UN Envoy: Yemen Parties Agree on Initial Hodeida Withdrawals

Progress comes after concerted international pressure widely seen as crucial first step toward more difficult negotiations to end the conflict between Yemen's government and Houthi rebels

Retired Danish general Michael Lollesgaard (L), the newly appointed head of the UN observer mission in war-wracked Yemen, meets people in the Red Sea port city of Hodeida on April 2, 2019.
AFP

The UN envoy for Yemen announced Monday that the government and Houthi rebels have reached agreement on the military plan for the initial redeployment of forces from the key port of Hodeida.

Martin Griffiths told the Security Council by video link from Amman that "when — and I hope it is when and not if — these redeployments happen they will be the first voluntary withdrawals of forces in this long conflict."

He said agreement on the first phase of withdrawals was reached in negotiations between the parties and Lt. Gen. Michael Lollesgaard, who heads the UN operation monitoring a broader cease-fire and redeployment agreement reached in Sweden in December. The Sweden agreement has been marred be repeated violations and delays.

>> Yemen's war is a mercenary heaven. Are Israelis reaping the profits? | Analysis

Griffiths called Hodeida, whose port handles about 70 percent of Yemen's commercial and humanitarian imports, "a test of many things," including leadership, and he expressed hope "that we shall see in the coming days the people's trust vindicated in this."

The conflict in Yemen began with the 2014 takeover of the capital, Sanaa, by the Iranian-backed Houthis. A Saudi-led coalition allied with the internationally-recognized government has been fighting the Houthis since 2015.

The fighting in the Arab world's poorest country has killed thousands of civilians, left millions suffering from food and medical care shortages, and pushed the country to the brink of famine.

There have been lengthy delays in implementing the Sweden agreement, which the UN and diplomats blame largely on the lack of trust. There has been concerted international pressure to implement the Hodeida deal, which is widely seen as a crucial first step toward much more difficult negotiations to end the war.

A UN official has said the first phase of redeployment involves a pullback of several kilometers (miles) by the Houthis and coalition forces, and the second phase involves a withdrawal of 18 to 30 kilometers (11 to18 1/2 miles), depending on the location and fighters.
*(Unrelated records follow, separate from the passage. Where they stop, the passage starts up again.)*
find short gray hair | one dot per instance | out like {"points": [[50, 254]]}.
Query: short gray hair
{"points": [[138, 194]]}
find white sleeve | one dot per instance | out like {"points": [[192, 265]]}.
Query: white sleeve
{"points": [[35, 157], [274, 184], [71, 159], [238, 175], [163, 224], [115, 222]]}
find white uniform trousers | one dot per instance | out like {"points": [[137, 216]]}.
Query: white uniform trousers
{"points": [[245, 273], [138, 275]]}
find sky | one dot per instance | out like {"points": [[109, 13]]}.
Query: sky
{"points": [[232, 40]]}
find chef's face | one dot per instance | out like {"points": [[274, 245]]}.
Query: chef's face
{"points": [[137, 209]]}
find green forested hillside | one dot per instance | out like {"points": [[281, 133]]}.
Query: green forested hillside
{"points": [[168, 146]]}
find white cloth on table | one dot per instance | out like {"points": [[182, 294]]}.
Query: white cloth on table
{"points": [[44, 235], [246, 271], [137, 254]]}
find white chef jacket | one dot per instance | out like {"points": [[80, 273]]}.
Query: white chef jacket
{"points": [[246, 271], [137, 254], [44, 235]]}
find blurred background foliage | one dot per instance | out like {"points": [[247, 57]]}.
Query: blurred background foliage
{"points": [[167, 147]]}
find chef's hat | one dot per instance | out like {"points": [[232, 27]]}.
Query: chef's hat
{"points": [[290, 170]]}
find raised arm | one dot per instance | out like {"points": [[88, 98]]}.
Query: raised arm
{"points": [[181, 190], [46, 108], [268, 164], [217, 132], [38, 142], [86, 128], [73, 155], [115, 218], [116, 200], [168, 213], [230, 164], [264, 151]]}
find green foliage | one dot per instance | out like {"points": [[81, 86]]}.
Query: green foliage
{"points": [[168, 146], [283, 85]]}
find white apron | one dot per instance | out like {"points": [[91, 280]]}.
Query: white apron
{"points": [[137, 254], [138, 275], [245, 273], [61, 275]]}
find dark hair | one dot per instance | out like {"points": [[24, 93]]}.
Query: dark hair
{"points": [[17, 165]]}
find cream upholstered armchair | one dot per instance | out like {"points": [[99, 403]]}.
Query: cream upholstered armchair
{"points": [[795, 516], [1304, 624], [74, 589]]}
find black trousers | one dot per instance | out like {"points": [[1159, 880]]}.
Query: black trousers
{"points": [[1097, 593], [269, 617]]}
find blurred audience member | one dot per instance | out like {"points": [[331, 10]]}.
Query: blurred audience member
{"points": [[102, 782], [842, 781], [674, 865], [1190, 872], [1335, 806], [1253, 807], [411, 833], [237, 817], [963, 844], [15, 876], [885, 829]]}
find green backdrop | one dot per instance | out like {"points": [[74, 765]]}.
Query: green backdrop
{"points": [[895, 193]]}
In some places in Hodeida city, the opposing forces are facing each other about 100 meters (yards) apart, the official said.

Griffiths told the Security Council he was grateful to President Abed Rabbo Mansour Hadi, who has repeatedly told him he wants "to see these redeployments happen," and to Houthi leader Abdul Malik at Houthi, who reconfirmed his support for the Hodeida agreement when they met in the capital, Sanaa, last week.

"We will now move with all speed towards resolving the final outstanding issues related to phase two and the status of local security forces," Griffiths said.

Nonetheless, he remained cautious.

Griffiths reminded the council that when he first briefed members almost a year ago he said "a political solution was available to resolve the conflict," but added "that at any time war can take the chance of peace off the table."

"Both these propositions hold true as much today as a year ago," Griffiths said.